With large or small systems, therefore, the normal reserves are more than adequate to cope with wind fluctuations -- until the day that wind becomes a significant supply source. When large power stations trip out, the benefits of aggregation again come into play, as the enormous mechanical and electrical inertia in the system means that there may be a slight lowering of frequency and voltage, but rarely sufficient to be detectable.

Wind energy is unlikely ever to be a threat to system security. It is very difficult to visualise a scenario whereby 1000 MW of wind output disappears instantaneously. It is quite inconceivable that a sudden gust of wind could engulf the whole of Denmark, say, so that every single machine reached its cut-out speed and shut down simultaneously.

The future

Although few technical problems stand in the way of increasing wind energy penetration into electricity networks, the optimistic plans for expansion in both America and Europe must take two factors into account. First, although integrated electricity systems can easily handle substantial quantities of wind -- at modest cost -- the location of that wind is all-important.

Geographical diversity, which smoothes the output, is essential but, equally important, a careful watch must be kept on the location of the associated thermal or hydro plant likely to be needed as additional reserve. One of the issues being studied by Nordel, the Scandinavian grid operator, is possible constraints imposed by the capacity of the links between Denmark and its neighbours. The same study confirms, however, that the need for additional reserve, even if wind accounts for 25% of maximum demand, are modest.
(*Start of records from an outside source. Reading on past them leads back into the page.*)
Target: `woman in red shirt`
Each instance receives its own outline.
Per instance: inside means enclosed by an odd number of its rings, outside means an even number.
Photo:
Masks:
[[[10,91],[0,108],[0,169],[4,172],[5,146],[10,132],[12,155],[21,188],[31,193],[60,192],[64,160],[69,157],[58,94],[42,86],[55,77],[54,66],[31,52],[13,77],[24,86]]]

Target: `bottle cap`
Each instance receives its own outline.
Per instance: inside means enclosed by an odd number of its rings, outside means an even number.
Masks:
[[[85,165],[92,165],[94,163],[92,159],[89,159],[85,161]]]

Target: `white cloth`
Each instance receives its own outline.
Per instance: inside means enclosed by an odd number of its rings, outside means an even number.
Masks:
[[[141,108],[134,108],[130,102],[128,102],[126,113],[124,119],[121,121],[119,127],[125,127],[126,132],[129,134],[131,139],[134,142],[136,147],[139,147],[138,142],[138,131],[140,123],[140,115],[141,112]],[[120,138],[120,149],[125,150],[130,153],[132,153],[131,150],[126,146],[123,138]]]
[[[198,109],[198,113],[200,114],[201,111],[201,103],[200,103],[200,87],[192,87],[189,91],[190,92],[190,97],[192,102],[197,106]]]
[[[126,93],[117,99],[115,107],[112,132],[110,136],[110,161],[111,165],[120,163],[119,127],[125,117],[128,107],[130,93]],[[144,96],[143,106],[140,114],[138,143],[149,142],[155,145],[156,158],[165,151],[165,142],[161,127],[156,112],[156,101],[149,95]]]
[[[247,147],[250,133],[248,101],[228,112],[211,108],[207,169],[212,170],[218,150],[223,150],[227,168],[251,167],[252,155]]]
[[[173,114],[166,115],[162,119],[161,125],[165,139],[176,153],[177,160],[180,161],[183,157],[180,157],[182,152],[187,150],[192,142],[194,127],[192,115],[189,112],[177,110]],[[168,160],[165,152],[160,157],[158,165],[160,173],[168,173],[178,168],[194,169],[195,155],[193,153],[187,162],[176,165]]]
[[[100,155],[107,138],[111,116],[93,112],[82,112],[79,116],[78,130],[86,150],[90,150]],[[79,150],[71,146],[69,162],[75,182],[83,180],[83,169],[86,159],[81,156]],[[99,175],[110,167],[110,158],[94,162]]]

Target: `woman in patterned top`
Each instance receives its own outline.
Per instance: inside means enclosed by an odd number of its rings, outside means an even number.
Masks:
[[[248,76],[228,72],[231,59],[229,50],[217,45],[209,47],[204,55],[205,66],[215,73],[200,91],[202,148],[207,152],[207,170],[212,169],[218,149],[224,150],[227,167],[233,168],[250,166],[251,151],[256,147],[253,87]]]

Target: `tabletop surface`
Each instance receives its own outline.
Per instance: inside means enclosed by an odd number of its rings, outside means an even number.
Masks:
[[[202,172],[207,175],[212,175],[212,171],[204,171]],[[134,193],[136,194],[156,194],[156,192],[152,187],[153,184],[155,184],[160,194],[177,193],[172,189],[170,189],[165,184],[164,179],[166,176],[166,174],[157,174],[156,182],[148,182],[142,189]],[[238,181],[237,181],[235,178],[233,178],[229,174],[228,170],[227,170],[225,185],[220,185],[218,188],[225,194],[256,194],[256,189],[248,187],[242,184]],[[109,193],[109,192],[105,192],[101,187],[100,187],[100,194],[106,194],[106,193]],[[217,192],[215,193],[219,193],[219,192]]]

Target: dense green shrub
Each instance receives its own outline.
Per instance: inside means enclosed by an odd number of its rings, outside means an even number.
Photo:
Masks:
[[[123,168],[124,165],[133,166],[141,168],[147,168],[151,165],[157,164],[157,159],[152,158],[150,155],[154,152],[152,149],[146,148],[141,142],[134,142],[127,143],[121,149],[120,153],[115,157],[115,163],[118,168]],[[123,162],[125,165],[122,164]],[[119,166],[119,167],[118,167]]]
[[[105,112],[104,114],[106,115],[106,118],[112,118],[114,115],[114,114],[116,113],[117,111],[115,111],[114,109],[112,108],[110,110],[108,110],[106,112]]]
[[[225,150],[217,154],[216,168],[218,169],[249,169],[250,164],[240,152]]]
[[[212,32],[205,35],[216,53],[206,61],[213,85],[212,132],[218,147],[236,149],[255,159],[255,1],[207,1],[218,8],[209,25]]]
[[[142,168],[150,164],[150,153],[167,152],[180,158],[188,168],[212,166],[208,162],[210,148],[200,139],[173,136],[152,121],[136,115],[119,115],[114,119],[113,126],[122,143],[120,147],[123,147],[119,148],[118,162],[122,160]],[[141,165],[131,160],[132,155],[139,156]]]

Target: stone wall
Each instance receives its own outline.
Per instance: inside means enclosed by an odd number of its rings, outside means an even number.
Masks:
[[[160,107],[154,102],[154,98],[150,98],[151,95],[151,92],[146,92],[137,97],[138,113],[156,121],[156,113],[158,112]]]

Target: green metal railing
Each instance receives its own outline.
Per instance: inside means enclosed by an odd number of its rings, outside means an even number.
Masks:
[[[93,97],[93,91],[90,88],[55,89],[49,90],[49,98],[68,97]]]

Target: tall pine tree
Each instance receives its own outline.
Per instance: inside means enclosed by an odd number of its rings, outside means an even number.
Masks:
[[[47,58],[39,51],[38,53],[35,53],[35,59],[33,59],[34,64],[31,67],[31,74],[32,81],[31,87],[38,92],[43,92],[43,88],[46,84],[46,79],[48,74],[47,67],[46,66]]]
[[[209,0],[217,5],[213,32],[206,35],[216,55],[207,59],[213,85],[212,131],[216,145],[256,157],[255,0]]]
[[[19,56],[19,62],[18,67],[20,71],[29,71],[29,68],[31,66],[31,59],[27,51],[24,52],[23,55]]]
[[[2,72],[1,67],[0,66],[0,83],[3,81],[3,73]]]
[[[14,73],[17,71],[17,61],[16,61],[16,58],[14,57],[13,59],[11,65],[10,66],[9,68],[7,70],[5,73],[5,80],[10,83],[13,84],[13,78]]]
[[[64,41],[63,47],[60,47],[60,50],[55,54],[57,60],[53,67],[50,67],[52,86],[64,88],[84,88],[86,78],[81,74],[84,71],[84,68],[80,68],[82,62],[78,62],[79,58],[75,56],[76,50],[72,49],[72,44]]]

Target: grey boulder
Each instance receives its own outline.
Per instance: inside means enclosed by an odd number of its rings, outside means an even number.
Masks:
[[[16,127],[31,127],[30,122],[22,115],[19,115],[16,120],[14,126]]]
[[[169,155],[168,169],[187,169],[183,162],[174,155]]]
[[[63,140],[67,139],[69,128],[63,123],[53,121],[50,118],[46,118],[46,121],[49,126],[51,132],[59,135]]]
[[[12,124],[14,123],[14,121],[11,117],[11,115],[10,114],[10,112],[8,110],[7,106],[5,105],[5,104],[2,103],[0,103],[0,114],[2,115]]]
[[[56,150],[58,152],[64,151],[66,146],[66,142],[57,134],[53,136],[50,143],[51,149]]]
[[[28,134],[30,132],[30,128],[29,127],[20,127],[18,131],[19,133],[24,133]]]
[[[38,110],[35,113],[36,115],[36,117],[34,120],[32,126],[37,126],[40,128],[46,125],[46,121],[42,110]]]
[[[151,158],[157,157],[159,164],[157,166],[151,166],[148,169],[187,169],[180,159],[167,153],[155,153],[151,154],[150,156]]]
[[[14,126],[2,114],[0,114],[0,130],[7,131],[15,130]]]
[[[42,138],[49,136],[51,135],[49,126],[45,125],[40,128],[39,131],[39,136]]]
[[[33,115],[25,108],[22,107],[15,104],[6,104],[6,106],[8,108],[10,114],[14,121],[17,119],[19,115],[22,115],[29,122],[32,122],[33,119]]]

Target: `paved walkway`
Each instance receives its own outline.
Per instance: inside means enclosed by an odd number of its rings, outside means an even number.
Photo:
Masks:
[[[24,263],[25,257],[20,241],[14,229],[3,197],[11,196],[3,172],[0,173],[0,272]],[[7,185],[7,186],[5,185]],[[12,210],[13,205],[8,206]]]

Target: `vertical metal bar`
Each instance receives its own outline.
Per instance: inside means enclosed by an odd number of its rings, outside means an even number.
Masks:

The second problem is a tricky one. Politicians and energy regulators need to be convinced that wind energy -- and the other intermittent renewables -- pose no threat to the operation of their electricity systems. In other words, there is no need to saddle them with unrealistic operational penalties, as is happening today. The fundamental problem is that markets do not properly acknowledge the benefits of aggregation and the penalties likely to be incurred by wind are not due to any real technical problem.